Noah heard his sister’s voice and calmed down as her mittened hand patted his back. She was not much bigger than he, but she thought of herself as his little mother, taking him under her wing, a two-year-old biddy hen.
Kate’s shoulder slammed into Hans’s as the wagon swung hard to the right, straightened, and then continued its descent. Steam came from the horses’ nostrils in small gray puffs, their exertion showing now in the dark, wet hair around their harnesses.
When they finally found level ground, Kate breathed out as she let the rigid set of her shoulders slump, glad to have navigated that long, steep downhill safely.
The roaring of the wind in the treetops increased now.
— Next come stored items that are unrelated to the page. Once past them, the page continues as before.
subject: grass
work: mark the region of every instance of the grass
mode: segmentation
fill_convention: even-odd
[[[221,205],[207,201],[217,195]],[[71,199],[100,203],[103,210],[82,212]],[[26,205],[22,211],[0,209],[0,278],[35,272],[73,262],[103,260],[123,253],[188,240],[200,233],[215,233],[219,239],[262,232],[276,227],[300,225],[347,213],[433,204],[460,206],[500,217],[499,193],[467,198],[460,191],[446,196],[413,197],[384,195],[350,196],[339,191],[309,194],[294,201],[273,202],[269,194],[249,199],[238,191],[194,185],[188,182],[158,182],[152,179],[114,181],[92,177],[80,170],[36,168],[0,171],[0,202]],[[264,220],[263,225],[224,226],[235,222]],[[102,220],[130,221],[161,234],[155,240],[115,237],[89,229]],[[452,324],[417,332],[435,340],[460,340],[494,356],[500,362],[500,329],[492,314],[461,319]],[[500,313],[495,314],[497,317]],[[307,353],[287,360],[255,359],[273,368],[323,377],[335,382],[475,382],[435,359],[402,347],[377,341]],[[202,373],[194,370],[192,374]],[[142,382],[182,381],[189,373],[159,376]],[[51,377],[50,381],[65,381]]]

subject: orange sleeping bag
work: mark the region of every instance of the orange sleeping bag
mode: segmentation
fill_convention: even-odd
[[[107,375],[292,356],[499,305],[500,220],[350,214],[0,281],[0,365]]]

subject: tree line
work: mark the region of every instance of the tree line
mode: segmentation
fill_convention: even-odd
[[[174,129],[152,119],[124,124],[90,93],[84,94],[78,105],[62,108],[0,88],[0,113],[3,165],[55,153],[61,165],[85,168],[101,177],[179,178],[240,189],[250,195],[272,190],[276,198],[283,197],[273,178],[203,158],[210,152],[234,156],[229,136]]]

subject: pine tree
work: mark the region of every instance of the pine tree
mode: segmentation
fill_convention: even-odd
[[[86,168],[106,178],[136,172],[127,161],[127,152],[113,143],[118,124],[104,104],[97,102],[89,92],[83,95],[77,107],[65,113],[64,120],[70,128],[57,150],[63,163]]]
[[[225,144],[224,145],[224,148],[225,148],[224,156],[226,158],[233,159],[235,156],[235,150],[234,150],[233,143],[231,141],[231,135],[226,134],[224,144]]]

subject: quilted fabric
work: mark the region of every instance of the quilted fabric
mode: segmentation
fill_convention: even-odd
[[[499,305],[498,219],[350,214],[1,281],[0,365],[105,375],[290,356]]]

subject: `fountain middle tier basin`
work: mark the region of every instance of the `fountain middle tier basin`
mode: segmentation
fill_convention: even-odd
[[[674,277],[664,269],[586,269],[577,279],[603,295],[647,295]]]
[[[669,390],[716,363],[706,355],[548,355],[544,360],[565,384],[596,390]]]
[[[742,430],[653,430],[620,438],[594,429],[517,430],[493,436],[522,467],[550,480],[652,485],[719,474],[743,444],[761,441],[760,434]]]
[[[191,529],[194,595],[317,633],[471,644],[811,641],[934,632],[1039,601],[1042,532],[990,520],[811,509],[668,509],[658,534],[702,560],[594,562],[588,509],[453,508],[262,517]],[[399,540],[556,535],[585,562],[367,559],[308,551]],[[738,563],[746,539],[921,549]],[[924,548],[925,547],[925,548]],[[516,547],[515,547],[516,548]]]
The snow was only little bits hitting their faces, but as the tree tops lunged and swayed, showers of snow whipped across them, the horses bending their faces along with them, to avoid the stinging.
Hans leaned forward, urging them on, calling loudly. The horses responded by lowering their backs and giving a strong lunge against their heavy collars so that the bobsled whispered through the deep snow.
Whether they hit a rock, or one runner went into a ditch, or one of the horses slipped, Kate could never be sure. She knew only that there was a sharp thud as if the bobsled had slammed against a tree. She heard a resounding crack of wood splitting and felt herself falling sideways, her only thought for Isaac, her sleeping son.
Everything turned into pandemonium after that. Horses whinnied in terror, unable to understand the jutting of the broken singletree that pulled their heavy collars taut to their sweating neck muscles.
Hans cried out as he lost his grip on the leather reins, although he managed to cling to the seat of the bobsled as it turned over on its side. Kate cried out hoarsely once, then remained silent as she lay in the deep fluffy whiteness. Noah screamed and kept on screaming as he was dumped into the snow, his wide, red mouth filled with it. He choked, coughed, and then resumed screaming.